The average follow-up was 3 ½ years. During this time, 6% of the participants developed dementia. The level of exercise was divided into quartiles from lowest, meaning no exercise, to highest meaning highly active. As predicted, comparing the highest level of exercise group to the lowest showed a dramatic difference in terms of dementia risk. Those who engaged in the most physical activity had a remarkable 28% reduction in dementia risk. But what was even more interesting was that comparing the lowest level of exercise to the second level meaning minimal exercise, as in 10 minutes twice a week, still imparted a benefit of a 10% risk reduction. This was seen regardless of age, gender, and even after correction for other comorbidities.
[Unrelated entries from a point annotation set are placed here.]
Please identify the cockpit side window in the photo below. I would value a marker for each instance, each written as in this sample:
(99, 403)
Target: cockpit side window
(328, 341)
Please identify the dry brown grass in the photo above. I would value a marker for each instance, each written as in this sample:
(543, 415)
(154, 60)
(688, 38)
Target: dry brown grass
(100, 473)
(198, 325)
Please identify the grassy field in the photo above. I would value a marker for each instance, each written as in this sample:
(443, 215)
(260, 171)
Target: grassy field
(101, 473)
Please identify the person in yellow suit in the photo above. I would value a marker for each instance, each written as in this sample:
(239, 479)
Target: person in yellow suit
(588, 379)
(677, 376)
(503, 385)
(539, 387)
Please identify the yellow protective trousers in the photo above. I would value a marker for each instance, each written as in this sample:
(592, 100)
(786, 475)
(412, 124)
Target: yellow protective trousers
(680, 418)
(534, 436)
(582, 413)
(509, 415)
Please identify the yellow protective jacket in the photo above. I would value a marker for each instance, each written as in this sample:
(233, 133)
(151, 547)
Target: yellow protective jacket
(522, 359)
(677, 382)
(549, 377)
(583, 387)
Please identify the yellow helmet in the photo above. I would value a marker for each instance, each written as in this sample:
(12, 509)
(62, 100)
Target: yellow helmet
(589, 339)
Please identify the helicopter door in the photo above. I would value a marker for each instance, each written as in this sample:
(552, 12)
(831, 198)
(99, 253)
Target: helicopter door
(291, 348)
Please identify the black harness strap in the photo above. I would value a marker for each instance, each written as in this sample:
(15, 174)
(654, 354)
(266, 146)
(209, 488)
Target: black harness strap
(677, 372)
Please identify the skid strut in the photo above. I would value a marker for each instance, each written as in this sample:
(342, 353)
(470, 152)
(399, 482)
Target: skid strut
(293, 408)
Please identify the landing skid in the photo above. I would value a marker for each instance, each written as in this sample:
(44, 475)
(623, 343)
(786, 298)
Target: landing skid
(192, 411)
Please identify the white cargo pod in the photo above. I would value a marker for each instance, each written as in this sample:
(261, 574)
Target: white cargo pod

The important conclusion of the study is that even a very low level of physical activity has benefits in terms of being associated with a reduced risk for dementia. The most common form of dementia is Alzheimer’s disease, and as mentioned, this is a situation for which there is no treatment. As such, we need to do everything we can to encourage even modest physical activity in those at risk for dementia. In that we are all at risk, this means that we should extend this recommendation to everyone. And by all means, this isn’t something that should just be started in our later years, but rather should be a lifelong lifestyle modification, especially when we consider the fact that the seeds are sewn as a relates to Alzheimer’s disease some 20 to 30 years prior to clinical manifestation.